Association Between Immune-Related Adverse Events and Efficacy and Changes in the Relative Eosinophil Count Among Patients with Advanced Urothelial Carcinoma Treated by Pembrolizumab

• Published in: Cancer management and research Vol. 14; pp. 1641 - 1651
• Main Authors: Furubayashi, Nobuki, Minato, Akinori, Negishi, Takahito, Sakamoto, Naotaka, Song, Yoohyun, Hori, Yoshifumi, Tomoda, Toshihisa, Harada, Mirii, Tamura, Shingo, Miura, Akihiro, Komori, Hiroki, Kuroiwa, Kentaro, Seki, Narihito, Fujimoto, Naohiro, Nakamura, Motonobu
• Format: Journal Article
• Language: English
• Published: New Zealand Dove Medical Press Limited 2022; Dove; Dove Medical Press
• Subjects: Analysis; Cancer; Carcinoma; Care and treatment; Chemotherapy; Development and progression; immune-related adverse events; Medical research; Medicine, Experimental; Original Research; pembrolizumab; relative eosinophil count; urothelial carcinoma; Japan; pembrolizumab; relative eosinophil count; urothelial carcinoma; immune-related adverse events
• ISSN: 1179-1322; 1179-1322
• DOI: 10.2147/CMAR.S360473

To evaluate the association between immune-related adverse events (irAEs) and the clinical outcomes and also between irAEs and the post-treatment changes in the relative eosinophil count (REC) in advanced urothelial carcinoma (UC) patients treated with pembrolizumab. This retrospective study analyzed 105 advanced UC patients treated with pembrolizumab after disease progression on platinum-based chemotherapy between January 2018 and June 2021. The association between the occurrence of irAEs and the efficacy of pembrolizumab was investigated. The change in the REC from before the initiation of pembrolizumab therapy, to three weeks after treatment and the incidence of irAEs were determined.
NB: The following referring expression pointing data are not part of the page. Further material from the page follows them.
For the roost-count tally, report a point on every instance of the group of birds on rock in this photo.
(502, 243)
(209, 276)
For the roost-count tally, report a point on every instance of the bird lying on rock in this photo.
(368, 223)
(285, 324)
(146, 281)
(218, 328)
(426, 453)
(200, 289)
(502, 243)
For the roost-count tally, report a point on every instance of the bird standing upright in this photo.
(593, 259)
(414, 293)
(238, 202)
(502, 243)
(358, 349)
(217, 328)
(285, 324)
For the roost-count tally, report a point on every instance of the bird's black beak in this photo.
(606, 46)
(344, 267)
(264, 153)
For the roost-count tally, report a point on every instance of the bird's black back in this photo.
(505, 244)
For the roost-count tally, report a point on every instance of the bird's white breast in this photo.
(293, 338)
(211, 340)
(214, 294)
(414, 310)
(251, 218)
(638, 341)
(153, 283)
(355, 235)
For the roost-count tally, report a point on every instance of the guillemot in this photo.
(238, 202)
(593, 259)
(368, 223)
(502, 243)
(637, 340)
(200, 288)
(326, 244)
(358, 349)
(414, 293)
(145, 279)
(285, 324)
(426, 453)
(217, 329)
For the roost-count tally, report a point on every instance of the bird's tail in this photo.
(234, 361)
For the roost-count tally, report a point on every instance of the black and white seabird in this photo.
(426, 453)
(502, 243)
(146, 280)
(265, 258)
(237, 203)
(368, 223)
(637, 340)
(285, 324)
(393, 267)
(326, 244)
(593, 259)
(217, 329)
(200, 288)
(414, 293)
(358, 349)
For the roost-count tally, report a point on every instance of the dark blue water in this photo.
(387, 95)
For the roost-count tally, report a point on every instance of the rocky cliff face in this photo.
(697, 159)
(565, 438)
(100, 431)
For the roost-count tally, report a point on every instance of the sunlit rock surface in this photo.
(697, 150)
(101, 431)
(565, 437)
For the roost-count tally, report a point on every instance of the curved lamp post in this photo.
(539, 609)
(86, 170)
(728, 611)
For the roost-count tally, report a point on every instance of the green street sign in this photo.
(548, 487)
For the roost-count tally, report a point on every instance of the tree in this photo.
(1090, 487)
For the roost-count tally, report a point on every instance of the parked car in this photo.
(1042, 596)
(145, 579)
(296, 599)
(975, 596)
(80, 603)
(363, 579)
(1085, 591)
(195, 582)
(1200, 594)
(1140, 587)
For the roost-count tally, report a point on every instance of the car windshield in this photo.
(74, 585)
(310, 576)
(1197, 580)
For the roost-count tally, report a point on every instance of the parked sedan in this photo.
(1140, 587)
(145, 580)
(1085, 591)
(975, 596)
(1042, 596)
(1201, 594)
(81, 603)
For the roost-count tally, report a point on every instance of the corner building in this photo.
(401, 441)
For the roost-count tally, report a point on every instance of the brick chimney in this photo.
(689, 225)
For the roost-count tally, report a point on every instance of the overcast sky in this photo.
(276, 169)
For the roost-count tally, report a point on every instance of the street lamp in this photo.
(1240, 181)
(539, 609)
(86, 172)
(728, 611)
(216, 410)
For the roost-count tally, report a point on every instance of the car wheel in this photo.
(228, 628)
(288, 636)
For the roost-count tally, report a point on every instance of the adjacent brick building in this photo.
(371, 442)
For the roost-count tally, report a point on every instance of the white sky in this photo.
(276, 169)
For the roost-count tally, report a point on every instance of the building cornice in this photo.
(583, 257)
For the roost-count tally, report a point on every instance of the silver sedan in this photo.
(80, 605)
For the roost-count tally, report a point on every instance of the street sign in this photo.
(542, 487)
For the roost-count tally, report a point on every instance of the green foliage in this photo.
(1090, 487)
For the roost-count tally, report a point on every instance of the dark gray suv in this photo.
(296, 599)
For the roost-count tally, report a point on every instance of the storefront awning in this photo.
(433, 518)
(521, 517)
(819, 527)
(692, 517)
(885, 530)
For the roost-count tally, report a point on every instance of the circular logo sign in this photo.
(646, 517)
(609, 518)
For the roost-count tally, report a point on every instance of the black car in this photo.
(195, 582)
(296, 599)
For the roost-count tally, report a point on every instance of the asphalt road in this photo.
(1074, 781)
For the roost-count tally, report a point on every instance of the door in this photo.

Overall irAEs were associated with a significantly higher objective response rate (ORR) (58.8% vs 25.4%, P<0.001), a longer progression-free survival (PFS) (25.1 months vs 3.1 months, P< 0.001) and overall survival (OS) (31.2 months vs 11.5 months, P< 0.001) compared to patients without irAEs; however, grade ≥3 irAEs were not associated with the ORR (36.4% vs 36.2%, P=0.989), PFS (9.5 vs 5.5 months, P=0.249), or OS (not reached vs 13.7 months, P=0.335). Compared to a decreased REC at 3 weeks after pembrolizumab, an increased relative REC at 3 weeks was not associated with the incidence of any-grade irAEs (32.3% vs 32.5%, P=0.984) or of grade ≥3 irAEs (10.8% vs 10.0%, P=0.900). Multivariate analyses revealed a female sex (P=0.005), Eastern Cooperative Oncology Group Performance Status ≥1 (P=0.024), albumin <3.7 g/dl (P<0.001), decreased REC (3 weeks later) (P<0.001), and the absence of irAEs of any grade (P=0.002) to be independently associated with a worse OS. Patients with irAEs showed a significantly better survival compared to patients without irAEs in advanced UC treated with pembrolizumab. An increased posttreatment REC may be a marker predicting improved clinical outcomes and it had no significant relationship with the incidence of irAEs.